With summer weather* and high-powered Macs comes the inevitable: heat. Your Mac should be able to manage that heat with its own fans, but sometimes a little tweaking can help considerably.
There are lots of variables when it comes to managing heat in modern, high-powered Macs with Intel Core i5 and i7 processors. The Energy Saver settings, the workload on the Mac, say, with heavy video processing, and the ambient conditions are a few. Some household rooms are not well ventilated, and sometimes the Mac is put to work in a place that has some summer sun and not a lot of cooling.
Our Macs have temperature sensors and fans, and Mac OS X is designed to kick those fans on when needed. But those fans are also designed to run quietly, and that means low RPMs, perhaps in 1,000 RPM range. You may net even be able to hear your Mac’s fan running that that speed. However, there may be times when you just need a little extra fan speed — something you can hear and offers warm (no pun) fuzzies.
smcFanControl is an app that’s designed to give you that little bit of extra manual control for judicious use. It’s an app, but its user interface is restricted to the Mac OS X Menubar for ease of access and a good user experience. Here’s how it looks on an older MacBook Pro:
Note that it sees the two fans, left and right. You can check the sync box to slave the sliders. You can control the display of the temperature and fan RPMs in the popup, and even change the color of the text in the Menubar. By bumping up the minimum RPM a few hundred RPM, you may get just what you need. Other settings allow you to create a named setting based on the power source. That’s what the “+” does in the upper right corner. In this app, nothing is altered until you click the “save” button at the bottom. For safety, all settings return to the default when the Mac is restarted.
It really is a nifty app because you can monitor the temperature of your Mac’s insides with just a glance at the Menubar.
Here’s how it looks on an iMac.
Note that, in the case, it sees three fans: the optical disc drive (ODD), the hard disk drive (HDD) and the CPU. It doesn’t make sense, here, to slave the sliders because you probably don’t want to or need to change the ODD default setting — considering how seldom we use our DVD drives.
This app will require an administrative password. That’s because, by the design of the Mac OS X kernel, an admin password is required to access hardware. The author explains all that in the excellent FAQ.

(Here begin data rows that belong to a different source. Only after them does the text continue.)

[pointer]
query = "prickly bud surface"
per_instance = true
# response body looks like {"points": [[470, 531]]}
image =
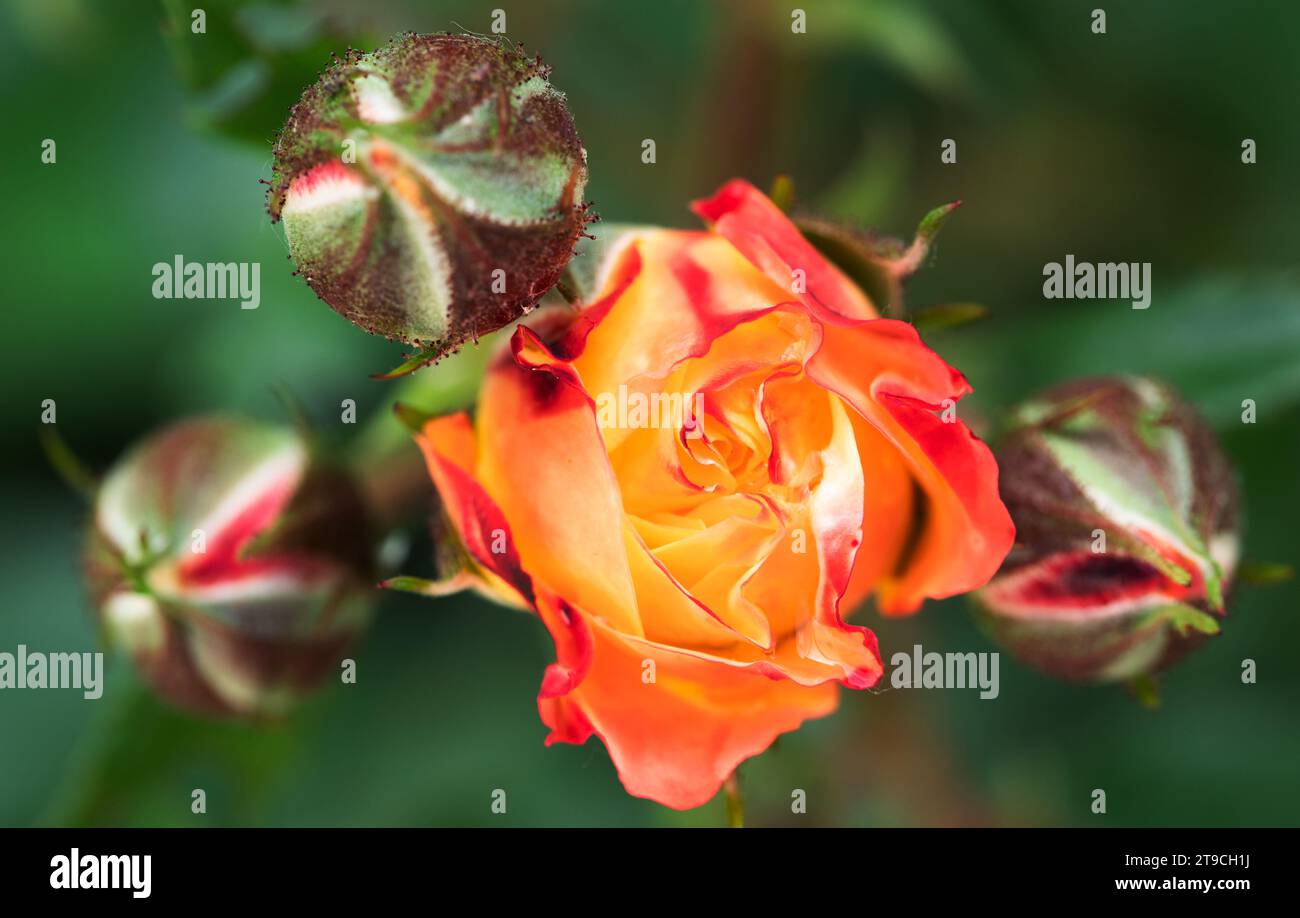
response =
{"points": [[1126, 525], [430, 190], [233, 567]]}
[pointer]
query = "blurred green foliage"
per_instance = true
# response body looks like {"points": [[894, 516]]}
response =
{"points": [[1116, 147]]}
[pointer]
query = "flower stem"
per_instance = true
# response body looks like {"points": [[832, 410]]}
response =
{"points": [[735, 801]]}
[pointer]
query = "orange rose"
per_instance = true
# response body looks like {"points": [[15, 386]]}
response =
{"points": [[693, 477]]}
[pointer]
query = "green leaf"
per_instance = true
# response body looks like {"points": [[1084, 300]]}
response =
{"points": [[61, 458]]}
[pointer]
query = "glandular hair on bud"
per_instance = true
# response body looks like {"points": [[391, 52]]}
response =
{"points": [[1126, 540], [430, 190]]}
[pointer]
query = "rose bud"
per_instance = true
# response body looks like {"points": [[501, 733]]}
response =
{"points": [[230, 564], [430, 190], [694, 479], [1126, 532]]}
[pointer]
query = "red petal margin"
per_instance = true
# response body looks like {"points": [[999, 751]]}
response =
{"points": [[900, 386], [674, 745], [762, 233]]}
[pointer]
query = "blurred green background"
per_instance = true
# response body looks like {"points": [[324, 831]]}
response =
{"points": [[1123, 146]]}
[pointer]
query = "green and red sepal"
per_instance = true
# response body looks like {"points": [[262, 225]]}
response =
{"points": [[1126, 523]]}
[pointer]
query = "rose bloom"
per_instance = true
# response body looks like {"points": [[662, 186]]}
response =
{"points": [[693, 570]]}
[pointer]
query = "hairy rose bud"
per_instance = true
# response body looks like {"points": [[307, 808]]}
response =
{"points": [[430, 190], [1126, 532], [232, 567]]}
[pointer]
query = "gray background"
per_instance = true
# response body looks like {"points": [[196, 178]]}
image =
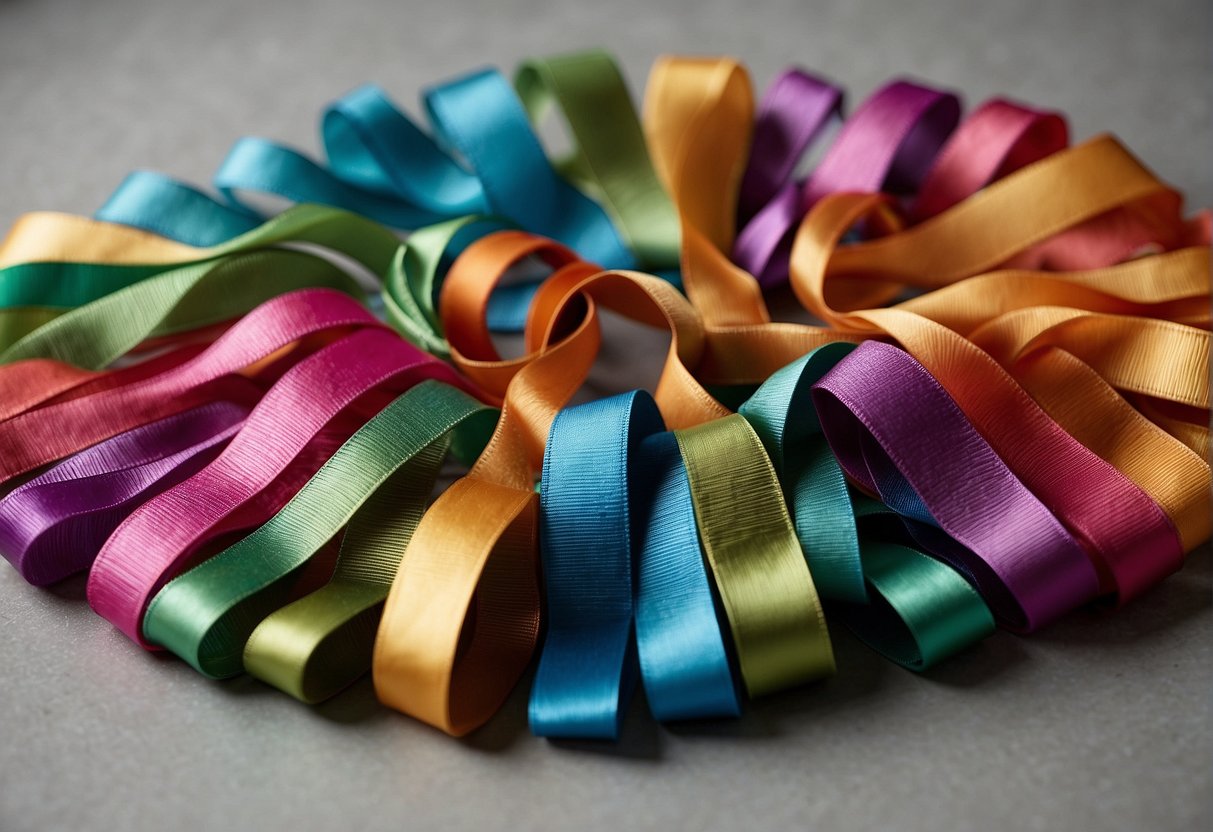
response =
{"points": [[1100, 722]]}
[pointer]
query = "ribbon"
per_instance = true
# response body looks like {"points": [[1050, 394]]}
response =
{"points": [[376, 486], [52, 525], [284, 442]]}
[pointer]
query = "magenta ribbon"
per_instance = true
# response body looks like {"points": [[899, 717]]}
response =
{"points": [[292, 431], [899, 434], [53, 525], [888, 143]]}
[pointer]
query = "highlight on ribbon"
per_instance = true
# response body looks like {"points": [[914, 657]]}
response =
{"points": [[241, 423]]}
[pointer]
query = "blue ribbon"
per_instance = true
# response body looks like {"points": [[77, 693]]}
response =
{"points": [[614, 495], [381, 165]]}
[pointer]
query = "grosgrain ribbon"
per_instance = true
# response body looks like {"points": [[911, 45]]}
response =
{"points": [[52, 525], [229, 611]]}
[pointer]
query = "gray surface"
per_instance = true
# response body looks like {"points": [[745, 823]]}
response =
{"points": [[1100, 722]]}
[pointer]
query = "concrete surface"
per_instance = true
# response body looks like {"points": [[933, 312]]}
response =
{"points": [[1099, 723]]}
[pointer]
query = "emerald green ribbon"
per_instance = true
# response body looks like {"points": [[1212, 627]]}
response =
{"points": [[234, 611], [909, 607]]}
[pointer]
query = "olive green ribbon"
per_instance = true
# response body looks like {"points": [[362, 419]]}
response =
{"points": [[907, 605], [234, 610], [221, 283], [609, 158], [775, 617]]}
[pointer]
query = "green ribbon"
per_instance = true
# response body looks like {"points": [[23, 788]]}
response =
{"points": [[907, 605], [233, 611], [32, 295], [610, 158], [778, 626]]}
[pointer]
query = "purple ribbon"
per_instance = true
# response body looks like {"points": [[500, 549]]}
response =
{"points": [[887, 144], [53, 525], [899, 434]]}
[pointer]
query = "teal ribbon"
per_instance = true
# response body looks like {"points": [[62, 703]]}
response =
{"points": [[382, 166]]}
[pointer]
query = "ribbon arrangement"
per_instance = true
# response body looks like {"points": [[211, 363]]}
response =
{"points": [[1001, 417]]}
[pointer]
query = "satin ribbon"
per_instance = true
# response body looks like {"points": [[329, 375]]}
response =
{"points": [[1028, 565], [905, 604], [587, 665], [609, 159], [52, 525], [385, 167], [231, 611], [101, 409], [1132, 553], [438, 659], [50, 263], [290, 433]]}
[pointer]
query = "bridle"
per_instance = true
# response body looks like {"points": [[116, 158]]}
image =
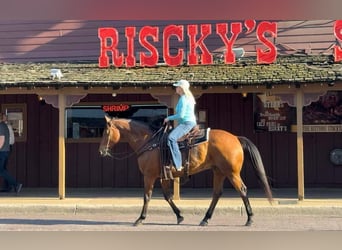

Some may have the view that it’s unwise to get carried away with an app like this, and they’re right. Excessive driving of the fans could bring them to early failure, and there are always lingering concerns about voiding the Apple warranty. However, in an inspection of the Apple forums, I didn’t see that anyone had that problem with this app.
A judicious, careful use of this app is called for. One can sense, by feeling the air coming out of a desktop Mac’s vent whether the machine is running warm or scorching hot. The same can be said for a MacBook resting on one’s lap. If you suspect that the Mac needs just a little prodding for a short time, that’s fine. But it doesn’t seem wise to crank up the RPM by thousands and forget about it.
With careful use, this app can get you through those 100 degree sumer days and take some of the load off your Mac, especially if you have some intensive processing to do for awhile. Finally, that little bit of extra cooling could avert an expensive hardware failure if, for some reason, the Mac’s cooling system just isn’t doing a great job.
* At least for those of us in the northern hemisphere.